Frasa “tulus hati” dapat diterjemakan benar, adil, tidak bersalah, saleh atau pantas. Yusuf adalah orang yang mendukung perceraian kalau ada “kehamilan” diluar nikah, seperti adanya perselingkuhan. Orang seperti Yusuf kita temui inklusif tertata karena penyebab dan tujuan atau niat baik yang tersembunyi. Sementara itu, mereka yang tidak menyetujui perceraian disebut “eksklusif”. Karena pernikahan yang sudah membuat sangat menderita pasangannya harus dipertahankan dengan nyawa sekalipun.
Tapi Tuhan “mencegah” Yusuf menceraikan Maria. Artinya kesalehan itu datang dari Tuhan yang turut mencegah Yusuf. Selama ini Yusuf saleh karena hukum dan niatan baik atau kebaikan manusia. Kesalehan itu datang dari Tuhan dan kita terima dalam iman. Dimanakah kita ukur kesalehan? Inklusif, eksklusif atau Tuhan yang membenarkan kita.

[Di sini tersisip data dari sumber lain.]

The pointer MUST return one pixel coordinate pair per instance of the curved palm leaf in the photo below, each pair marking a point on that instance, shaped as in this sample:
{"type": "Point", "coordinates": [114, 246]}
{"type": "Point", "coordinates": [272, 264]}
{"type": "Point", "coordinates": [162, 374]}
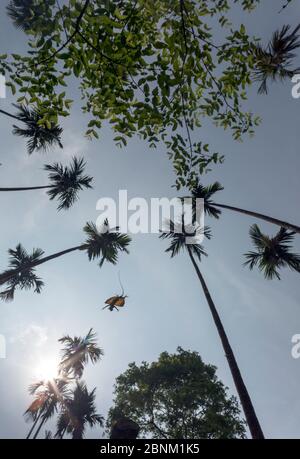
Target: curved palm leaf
{"type": "Point", "coordinates": [25, 280]}
{"type": "Point", "coordinates": [105, 243]}
{"type": "Point", "coordinates": [66, 182]}
{"type": "Point", "coordinates": [182, 235]}
{"type": "Point", "coordinates": [275, 61]}
{"type": "Point", "coordinates": [77, 352]}
{"type": "Point", "coordinates": [79, 412]}
{"type": "Point", "coordinates": [40, 137]}
{"type": "Point", "coordinates": [272, 254]}
{"type": "Point", "coordinates": [206, 193]}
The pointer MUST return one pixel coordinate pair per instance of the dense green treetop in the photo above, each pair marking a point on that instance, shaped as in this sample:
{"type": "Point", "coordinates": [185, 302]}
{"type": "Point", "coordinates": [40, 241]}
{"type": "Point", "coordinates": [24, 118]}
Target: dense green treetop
{"type": "Point", "coordinates": [152, 68]}
{"type": "Point", "coordinates": [178, 396]}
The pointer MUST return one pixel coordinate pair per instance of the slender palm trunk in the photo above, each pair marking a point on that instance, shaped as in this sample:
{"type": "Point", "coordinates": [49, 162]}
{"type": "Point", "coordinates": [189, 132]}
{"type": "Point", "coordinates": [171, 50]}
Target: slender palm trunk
{"type": "Point", "coordinates": [9, 275]}
{"type": "Point", "coordinates": [44, 418]}
{"type": "Point", "coordinates": [245, 399]}
{"type": "Point", "coordinates": [11, 115]}
{"type": "Point", "coordinates": [33, 426]}
{"type": "Point", "coordinates": [272, 220]}
{"type": "Point", "coordinates": [27, 188]}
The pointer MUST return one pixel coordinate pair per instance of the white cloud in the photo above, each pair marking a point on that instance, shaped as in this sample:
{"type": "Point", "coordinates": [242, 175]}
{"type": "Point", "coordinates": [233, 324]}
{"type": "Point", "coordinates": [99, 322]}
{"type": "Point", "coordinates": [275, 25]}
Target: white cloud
{"type": "Point", "coordinates": [33, 335]}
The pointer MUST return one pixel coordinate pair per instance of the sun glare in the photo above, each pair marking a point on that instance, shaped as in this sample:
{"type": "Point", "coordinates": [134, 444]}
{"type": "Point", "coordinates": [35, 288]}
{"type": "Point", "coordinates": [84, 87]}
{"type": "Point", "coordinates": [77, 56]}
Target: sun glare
{"type": "Point", "coordinates": [47, 369]}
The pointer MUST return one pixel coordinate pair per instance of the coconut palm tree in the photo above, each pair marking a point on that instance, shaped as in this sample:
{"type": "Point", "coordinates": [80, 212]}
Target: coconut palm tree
{"type": "Point", "coordinates": [104, 243]}
{"type": "Point", "coordinates": [272, 253]}
{"type": "Point", "coordinates": [65, 182]}
{"type": "Point", "coordinates": [181, 241]}
{"type": "Point", "coordinates": [78, 413]}
{"type": "Point", "coordinates": [48, 396]}
{"type": "Point", "coordinates": [24, 280]}
{"type": "Point", "coordinates": [212, 208]}
{"type": "Point", "coordinates": [274, 62]}
{"type": "Point", "coordinates": [41, 137]}
{"type": "Point", "coordinates": [77, 352]}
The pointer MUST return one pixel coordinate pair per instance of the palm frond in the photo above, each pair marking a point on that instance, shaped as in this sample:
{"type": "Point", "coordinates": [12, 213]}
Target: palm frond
{"type": "Point", "coordinates": [77, 352]}
{"type": "Point", "coordinates": [66, 182]}
{"type": "Point", "coordinates": [206, 193]}
{"type": "Point", "coordinates": [275, 61]}
{"type": "Point", "coordinates": [105, 243]}
{"type": "Point", "coordinates": [272, 253]}
{"type": "Point", "coordinates": [26, 279]}
{"type": "Point", "coordinates": [40, 137]}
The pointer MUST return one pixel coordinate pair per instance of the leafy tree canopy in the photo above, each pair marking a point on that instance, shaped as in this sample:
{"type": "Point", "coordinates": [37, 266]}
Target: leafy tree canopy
{"type": "Point", "coordinates": [152, 68]}
{"type": "Point", "coordinates": [176, 397]}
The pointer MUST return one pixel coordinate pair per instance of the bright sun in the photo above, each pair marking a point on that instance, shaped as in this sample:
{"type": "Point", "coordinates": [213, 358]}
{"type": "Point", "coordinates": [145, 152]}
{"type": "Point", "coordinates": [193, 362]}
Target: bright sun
{"type": "Point", "coordinates": [47, 369]}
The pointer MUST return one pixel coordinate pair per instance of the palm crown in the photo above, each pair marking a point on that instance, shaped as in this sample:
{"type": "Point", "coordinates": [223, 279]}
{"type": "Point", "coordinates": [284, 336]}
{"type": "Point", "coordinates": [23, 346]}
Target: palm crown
{"type": "Point", "coordinates": [40, 137]}
{"type": "Point", "coordinates": [48, 395]}
{"type": "Point", "coordinates": [182, 235]}
{"type": "Point", "coordinates": [206, 193]}
{"type": "Point", "coordinates": [66, 182]}
{"type": "Point", "coordinates": [275, 61]}
{"type": "Point", "coordinates": [26, 279]}
{"type": "Point", "coordinates": [77, 352]}
{"type": "Point", "coordinates": [78, 412]}
{"type": "Point", "coordinates": [272, 253]}
{"type": "Point", "coordinates": [104, 243]}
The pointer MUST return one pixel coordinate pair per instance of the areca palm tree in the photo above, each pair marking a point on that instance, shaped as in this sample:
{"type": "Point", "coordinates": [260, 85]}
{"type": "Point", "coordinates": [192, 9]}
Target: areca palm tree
{"type": "Point", "coordinates": [272, 253]}
{"type": "Point", "coordinates": [274, 62]}
{"type": "Point", "coordinates": [180, 242]}
{"type": "Point", "coordinates": [24, 280]}
{"type": "Point", "coordinates": [77, 352]}
{"type": "Point", "coordinates": [103, 243]}
{"type": "Point", "coordinates": [49, 395]}
{"type": "Point", "coordinates": [78, 413]}
{"type": "Point", "coordinates": [212, 208]}
{"type": "Point", "coordinates": [65, 182]}
{"type": "Point", "coordinates": [41, 138]}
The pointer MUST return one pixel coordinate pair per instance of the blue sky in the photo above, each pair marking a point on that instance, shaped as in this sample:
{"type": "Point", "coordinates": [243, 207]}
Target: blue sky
{"type": "Point", "coordinates": [166, 307]}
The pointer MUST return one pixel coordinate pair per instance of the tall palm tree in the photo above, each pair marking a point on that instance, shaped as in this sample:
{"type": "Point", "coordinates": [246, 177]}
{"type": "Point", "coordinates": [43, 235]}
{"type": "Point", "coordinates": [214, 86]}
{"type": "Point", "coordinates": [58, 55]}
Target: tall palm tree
{"type": "Point", "coordinates": [103, 243]}
{"type": "Point", "coordinates": [272, 253]}
{"type": "Point", "coordinates": [24, 280]}
{"type": "Point", "coordinates": [274, 62]}
{"type": "Point", "coordinates": [179, 242]}
{"type": "Point", "coordinates": [79, 412]}
{"type": "Point", "coordinates": [48, 396]}
{"type": "Point", "coordinates": [212, 208]}
{"type": "Point", "coordinates": [65, 182]}
{"type": "Point", "coordinates": [77, 352]}
{"type": "Point", "coordinates": [40, 137]}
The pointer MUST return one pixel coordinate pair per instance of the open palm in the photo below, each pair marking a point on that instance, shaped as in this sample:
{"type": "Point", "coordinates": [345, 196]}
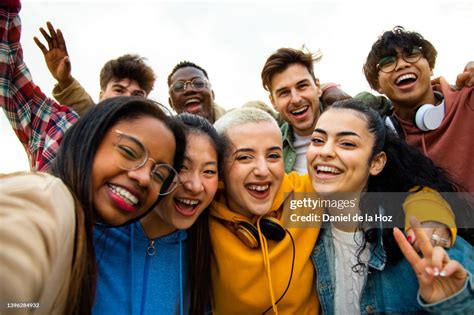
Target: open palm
{"type": "Point", "coordinates": [56, 55]}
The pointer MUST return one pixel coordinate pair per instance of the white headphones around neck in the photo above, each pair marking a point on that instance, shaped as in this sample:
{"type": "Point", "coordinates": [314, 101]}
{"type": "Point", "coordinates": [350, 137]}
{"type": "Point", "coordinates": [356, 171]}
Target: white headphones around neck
{"type": "Point", "coordinates": [429, 117]}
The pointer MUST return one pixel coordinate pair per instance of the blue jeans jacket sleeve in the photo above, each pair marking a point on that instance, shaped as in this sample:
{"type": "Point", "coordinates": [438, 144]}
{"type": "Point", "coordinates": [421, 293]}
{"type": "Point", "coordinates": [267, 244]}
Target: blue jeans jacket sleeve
{"type": "Point", "coordinates": [459, 303]}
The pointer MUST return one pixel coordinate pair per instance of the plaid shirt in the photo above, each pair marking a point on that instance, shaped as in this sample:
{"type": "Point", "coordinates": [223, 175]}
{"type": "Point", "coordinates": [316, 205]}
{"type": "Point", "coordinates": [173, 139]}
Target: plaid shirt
{"type": "Point", "coordinates": [38, 121]}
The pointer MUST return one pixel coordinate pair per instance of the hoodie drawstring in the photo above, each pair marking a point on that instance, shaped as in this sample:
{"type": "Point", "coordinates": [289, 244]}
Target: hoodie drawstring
{"type": "Point", "coordinates": [266, 261]}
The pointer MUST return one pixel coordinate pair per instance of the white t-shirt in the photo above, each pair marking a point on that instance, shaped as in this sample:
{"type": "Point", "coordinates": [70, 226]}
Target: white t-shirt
{"type": "Point", "coordinates": [301, 147]}
{"type": "Point", "coordinates": [349, 284]}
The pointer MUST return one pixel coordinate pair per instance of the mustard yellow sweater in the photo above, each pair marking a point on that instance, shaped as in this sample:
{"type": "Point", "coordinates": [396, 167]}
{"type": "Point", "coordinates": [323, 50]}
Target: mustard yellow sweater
{"type": "Point", "coordinates": [239, 278]}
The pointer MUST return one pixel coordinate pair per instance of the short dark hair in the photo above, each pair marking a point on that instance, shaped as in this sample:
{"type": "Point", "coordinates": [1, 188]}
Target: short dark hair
{"type": "Point", "coordinates": [280, 60]}
{"type": "Point", "coordinates": [128, 66]}
{"type": "Point", "coordinates": [386, 45]}
{"type": "Point", "coordinates": [185, 64]}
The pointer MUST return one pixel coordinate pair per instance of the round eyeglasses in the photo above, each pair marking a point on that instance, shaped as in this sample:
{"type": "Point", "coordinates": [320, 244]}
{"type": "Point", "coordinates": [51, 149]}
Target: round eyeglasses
{"type": "Point", "coordinates": [196, 83]}
{"type": "Point", "coordinates": [388, 64]}
{"type": "Point", "coordinates": [131, 154]}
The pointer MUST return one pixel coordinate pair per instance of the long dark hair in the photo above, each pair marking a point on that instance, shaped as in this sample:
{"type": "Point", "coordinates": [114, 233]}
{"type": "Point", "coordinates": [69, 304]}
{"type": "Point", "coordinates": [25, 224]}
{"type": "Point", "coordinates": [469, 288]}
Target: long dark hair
{"type": "Point", "coordinates": [405, 169]}
{"type": "Point", "coordinates": [73, 165]}
{"type": "Point", "coordinates": [198, 233]}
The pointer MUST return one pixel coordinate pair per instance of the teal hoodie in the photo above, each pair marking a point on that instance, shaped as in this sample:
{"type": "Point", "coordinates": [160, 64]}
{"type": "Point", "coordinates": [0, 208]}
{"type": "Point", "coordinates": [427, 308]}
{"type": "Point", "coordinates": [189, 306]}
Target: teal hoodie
{"type": "Point", "coordinates": [137, 275]}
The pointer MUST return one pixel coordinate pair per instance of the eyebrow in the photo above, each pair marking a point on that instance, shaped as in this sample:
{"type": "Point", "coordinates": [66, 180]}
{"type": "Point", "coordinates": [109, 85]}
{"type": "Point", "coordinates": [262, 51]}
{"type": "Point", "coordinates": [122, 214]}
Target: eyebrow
{"type": "Point", "coordinates": [274, 148]}
{"type": "Point", "coordinates": [339, 134]}
{"type": "Point", "coordinates": [187, 158]}
{"type": "Point", "coordinates": [243, 150]}
{"type": "Point", "coordinates": [285, 87]}
{"type": "Point", "coordinates": [119, 85]}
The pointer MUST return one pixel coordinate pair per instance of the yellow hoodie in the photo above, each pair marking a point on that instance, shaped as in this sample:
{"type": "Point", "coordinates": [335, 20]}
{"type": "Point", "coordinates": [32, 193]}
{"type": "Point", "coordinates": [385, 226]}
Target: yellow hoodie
{"type": "Point", "coordinates": [240, 283]}
{"type": "Point", "coordinates": [239, 279]}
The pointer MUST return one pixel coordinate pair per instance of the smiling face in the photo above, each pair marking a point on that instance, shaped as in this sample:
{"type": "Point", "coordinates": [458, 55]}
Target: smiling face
{"type": "Point", "coordinates": [192, 100]}
{"type": "Point", "coordinates": [199, 179]}
{"type": "Point", "coordinates": [339, 157]}
{"type": "Point", "coordinates": [295, 95]}
{"type": "Point", "coordinates": [120, 195]}
{"type": "Point", "coordinates": [408, 85]}
{"type": "Point", "coordinates": [254, 168]}
{"type": "Point", "coordinates": [124, 87]}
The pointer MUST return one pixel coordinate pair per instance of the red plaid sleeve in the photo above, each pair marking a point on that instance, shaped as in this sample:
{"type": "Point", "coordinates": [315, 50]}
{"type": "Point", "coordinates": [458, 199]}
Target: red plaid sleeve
{"type": "Point", "coordinates": [38, 121]}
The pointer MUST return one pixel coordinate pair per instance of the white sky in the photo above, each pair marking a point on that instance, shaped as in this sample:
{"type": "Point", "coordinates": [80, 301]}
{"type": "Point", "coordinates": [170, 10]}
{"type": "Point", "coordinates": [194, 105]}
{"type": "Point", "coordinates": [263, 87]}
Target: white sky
{"type": "Point", "coordinates": [232, 39]}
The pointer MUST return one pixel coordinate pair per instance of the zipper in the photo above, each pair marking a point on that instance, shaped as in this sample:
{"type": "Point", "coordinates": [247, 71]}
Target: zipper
{"type": "Point", "coordinates": [151, 250]}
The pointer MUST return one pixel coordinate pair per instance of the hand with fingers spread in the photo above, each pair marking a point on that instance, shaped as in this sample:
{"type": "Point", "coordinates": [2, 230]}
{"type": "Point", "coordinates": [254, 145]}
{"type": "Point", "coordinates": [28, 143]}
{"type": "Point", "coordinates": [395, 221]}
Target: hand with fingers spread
{"type": "Point", "coordinates": [438, 276]}
{"type": "Point", "coordinates": [437, 233]}
{"type": "Point", "coordinates": [56, 55]}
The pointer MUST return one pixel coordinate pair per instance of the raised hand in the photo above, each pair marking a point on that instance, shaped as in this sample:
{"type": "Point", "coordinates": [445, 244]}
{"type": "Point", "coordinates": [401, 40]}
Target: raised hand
{"type": "Point", "coordinates": [438, 276]}
{"type": "Point", "coordinates": [467, 77]}
{"type": "Point", "coordinates": [56, 55]}
{"type": "Point", "coordinates": [430, 228]}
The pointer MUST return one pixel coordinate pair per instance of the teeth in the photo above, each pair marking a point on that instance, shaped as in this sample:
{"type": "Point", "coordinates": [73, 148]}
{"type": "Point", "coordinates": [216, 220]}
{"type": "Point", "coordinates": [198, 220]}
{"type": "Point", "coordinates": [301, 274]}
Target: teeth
{"type": "Point", "coordinates": [299, 110]}
{"type": "Point", "coordinates": [193, 100]}
{"type": "Point", "coordinates": [125, 194]}
{"type": "Point", "coordinates": [188, 201]}
{"type": "Point", "coordinates": [405, 76]}
{"type": "Point", "coordinates": [328, 169]}
{"type": "Point", "coordinates": [258, 187]}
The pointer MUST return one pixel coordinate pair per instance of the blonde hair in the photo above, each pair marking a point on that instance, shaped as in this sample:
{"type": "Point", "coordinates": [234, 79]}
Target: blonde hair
{"type": "Point", "coordinates": [242, 116]}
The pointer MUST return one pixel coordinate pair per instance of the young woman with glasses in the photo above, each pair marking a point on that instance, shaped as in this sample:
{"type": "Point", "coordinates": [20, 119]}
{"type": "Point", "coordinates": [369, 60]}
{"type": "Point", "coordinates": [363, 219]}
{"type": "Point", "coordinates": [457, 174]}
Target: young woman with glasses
{"type": "Point", "coordinates": [161, 264]}
{"type": "Point", "coordinates": [111, 168]}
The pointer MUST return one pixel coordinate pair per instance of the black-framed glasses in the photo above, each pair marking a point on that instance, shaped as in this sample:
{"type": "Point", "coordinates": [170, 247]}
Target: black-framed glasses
{"type": "Point", "coordinates": [389, 63]}
{"type": "Point", "coordinates": [196, 83]}
{"type": "Point", "coordinates": [131, 154]}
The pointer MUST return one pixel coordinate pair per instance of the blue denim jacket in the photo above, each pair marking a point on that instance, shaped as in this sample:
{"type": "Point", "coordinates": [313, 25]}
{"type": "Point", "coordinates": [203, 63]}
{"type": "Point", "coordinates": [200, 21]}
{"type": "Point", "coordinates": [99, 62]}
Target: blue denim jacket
{"type": "Point", "coordinates": [391, 289]}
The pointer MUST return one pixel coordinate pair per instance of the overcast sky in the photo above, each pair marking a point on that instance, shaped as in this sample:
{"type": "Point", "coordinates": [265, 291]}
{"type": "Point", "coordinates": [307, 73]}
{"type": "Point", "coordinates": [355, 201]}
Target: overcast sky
{"type": "Point", "coordinates": [232, 39]}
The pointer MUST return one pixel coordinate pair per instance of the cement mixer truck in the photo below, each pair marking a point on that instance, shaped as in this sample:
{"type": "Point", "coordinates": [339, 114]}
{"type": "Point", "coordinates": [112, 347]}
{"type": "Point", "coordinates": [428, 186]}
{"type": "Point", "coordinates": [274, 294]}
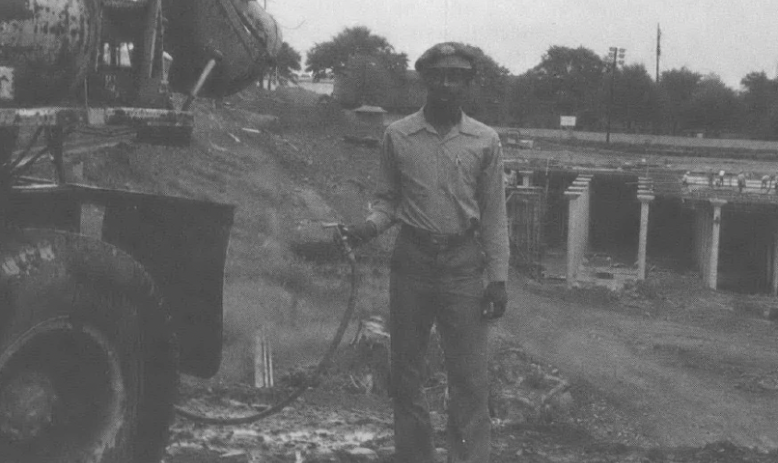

Lalu apakah kita bisa menjadi saleh? Asal kita tidak mengukurnya menurut ukuran kita sendiri, ya bisa. Karena Ia memberi kita kuasa untuk hidup saleh. 2 Petrus 1:3 Karena kuasa ilahi-Nya telah menganugerahkan kepada kita segala sesuatu yang berguna untuk hidup yang saleh oleh pengenalan kita akan Dia, yang telah memanggil kita oleh kuasa-Nya yang mulia dan ajaib. Kemudian, kareja janji-janji untuk kita mengambil bagian dalam kodrat ilahi dan luput dari bawa nafsu duniawi yang membinasakan dunia, 2 Petrus 1:4. Kalau mau hidup saleh tanggalkan kekuasaan dan keduniawian dulu. Jangan buru-buru mau jadi direktur, ketua yayasan, sinode, ketua lembaga tertentu dan cepat jadi pendeta dan donatur yang masih menekan bawahannya dan ingin cepat kaya. Segala sesuatu dimulai dari Tuhan dan untuk Tuhan. Bukan dimulai dari kita lalu untuk kita (inklusif ataupun eksklusif).